Every four years, the sporting world stops for a month to focus on every pass, shot, and save of the World Cup. The difference with this year’s event in South Africa was the U.S. tuning in with unprecedented enthusiasm, thanks to a resilient group of soccer players who embodied the American spirit — and helped make the tournament the second-most popular online search.
Bob Bradley’s U.S. team took the nation on a remarkable roller-coaster ride that sparked a surge of interest back home, briefly turning a group of athletes who operate outside the spotlight into household names.
The first two American matches ended in ties — a much-anticipated clash with England (1-1), then a dramatic contest against Slovenia in which Bradley’s men were denied a comeback victory when referee Koman Coulibaly from Mali disallowed a late goal by Maurice Edu.
The top play of the Cup for the Americans, by far, came in the last seconds of the U.S.’s final group-play game. Landon Donovan’s dramatic injury-time winner against Algeria sent the team into the knockout stage and prompted scenes of joy back in the States. After that excitement, team USA’s loss to Ghana in the round of 16 was something of a letdown, yet there was still plenty of action for a fresh soccer audience to tune in to.

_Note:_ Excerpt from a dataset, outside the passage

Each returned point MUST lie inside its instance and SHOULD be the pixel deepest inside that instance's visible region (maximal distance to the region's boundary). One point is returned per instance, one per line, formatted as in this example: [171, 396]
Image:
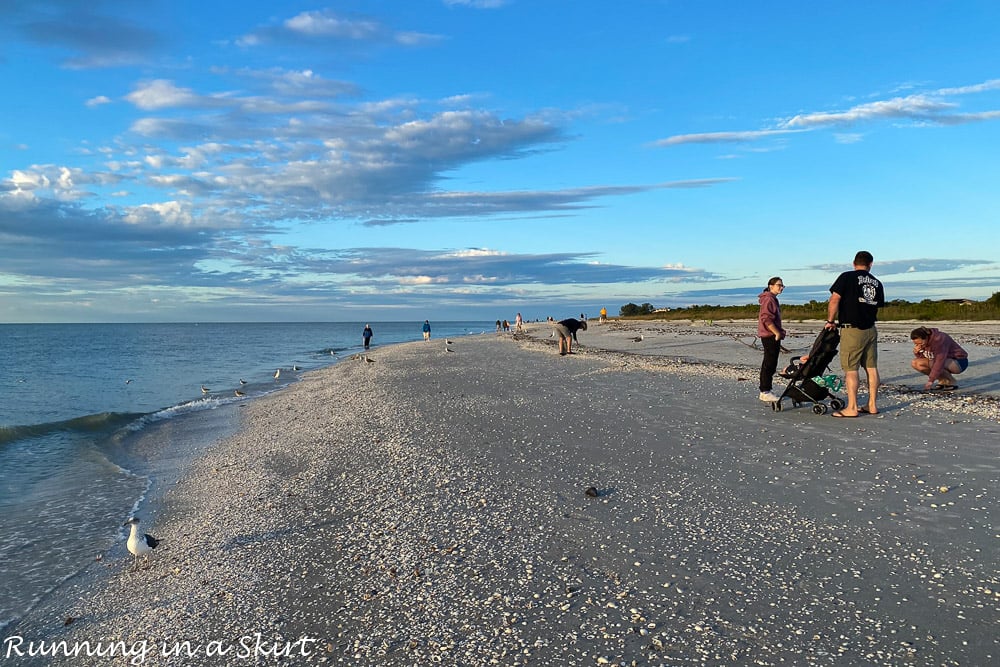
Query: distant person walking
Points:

The crazy comments and madcap antics of Argentina coach Diego Maradona, the style and swagger of Brazil, a confident German side sparked by an injection of youth, and underdog efforts from plucky teams from Uruguay and Ghana all added sparkle to the latter stages of the tournament.
And the Cup ended with one deserved champion. Spain rebounded from a shocking loss to Switzerland in its group-play opener to defeat the Netherlands in the final, behind the technical brilliance of midfield maestros Xavi Hernandez and Andres Iniesta. The championship game was marred by the Netherlands’ wildly overaggressive approach, but Iniesta scored the only goal deep in extra time to give Spain its first-ever World Cup crown.